Caring for the health of women and their babies is essential, yet family planning and reproductive health services fall short of needs in developing countries. In these countries, maternal mortality rates are particularly high for young and poor women—those who have the most limited access to family planning information and services.

It is estimated than 175,000 women each year could be saved—and many more could avoid severe or long-lasting injuries—if they had access to contraception.

Five things to know about the importance of family planning:

  1. The planning and spacing of births has a powerful impact on the survival of the mother and her child.
  2. Children born less than two years after a previous birth are about two-and-a-half times more likely to die before the age of five than children born three-to-five years after the previous birth.
  3. Complications of pregnancy and childbirth are the leading cause of death for young women aged 15 to 19 in developing countries. Compared to women in their twenties, girls aged 15 to 19 are twice as likely to die in childbirth.
  4. Girls under the age of 15 are five times as likely to die in childbirth.
  5. Mortality and morbidity rates are also higher among infants born to young mothers.

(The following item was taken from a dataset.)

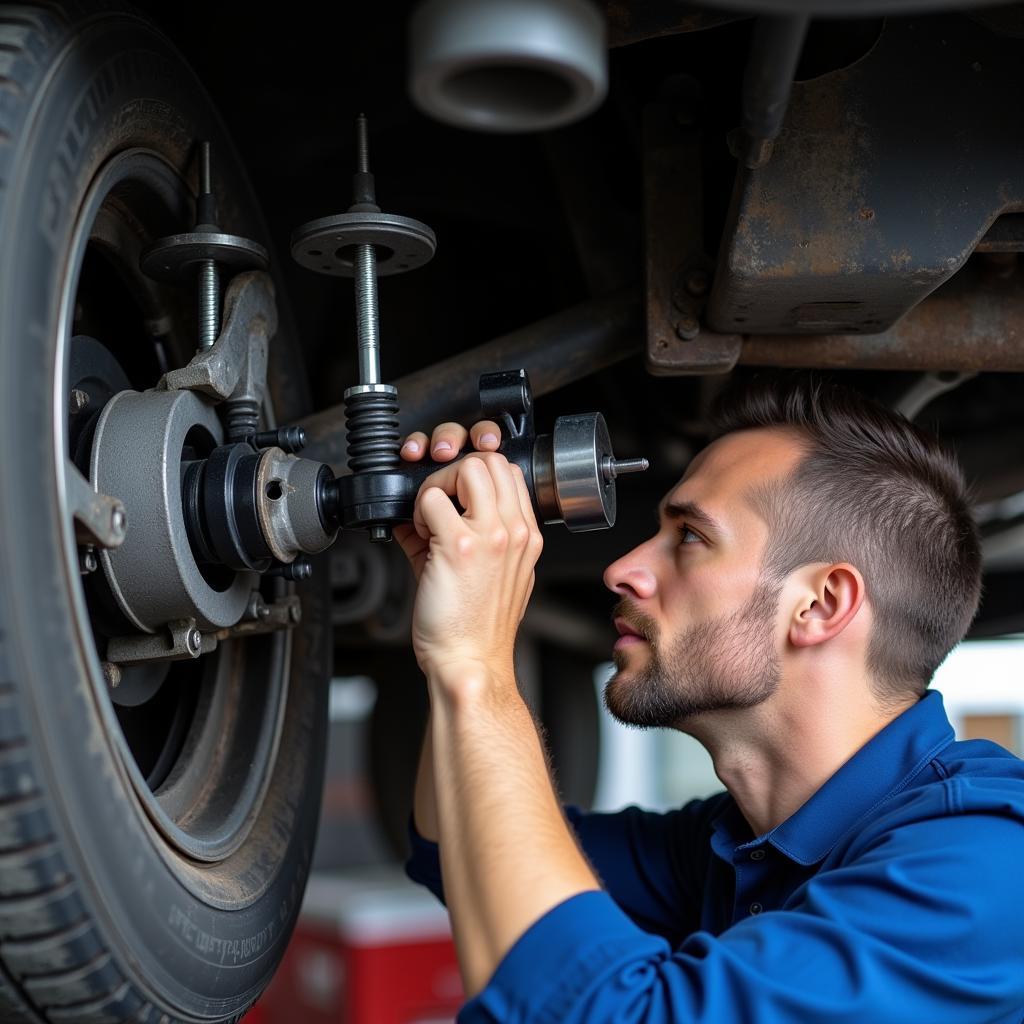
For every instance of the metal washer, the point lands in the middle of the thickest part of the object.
(173, 257)
(326, 245)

Globally, an estimated 215 million women would like delay or avoid pregnancy but do not have access to modern contraceptives. Meeting this need would prevent 53 million unintended pregnancies and 150,000 maternal deaths. Maternal deaths due to unsafe abortion would be reduced by 82 percent.

If family planning, maternal and newborn services were provided simultaneously, the costs of these services would decline by $1.5 billion compared with investing in maternal and newborn care alone. This dual investment would result in a 70 percent decline in maternal deaths and a 44 percent decline in newborn deaths.

The benefits of access to family planning services include:

  • healthy birth spacing and smaller families, which improve women’s health;
  • improved well-being of families because of the mother's survival;
  • better nutrition and education for children;
  • the prevention of high-risk pregnancies (particularly for teenage girls, women over 35 and women with many children);
  • reduced suffering and stigma due to fistula and other reproductive health problems; greater equality between men and women;
  • and more of the parents' time and income allocated to each child.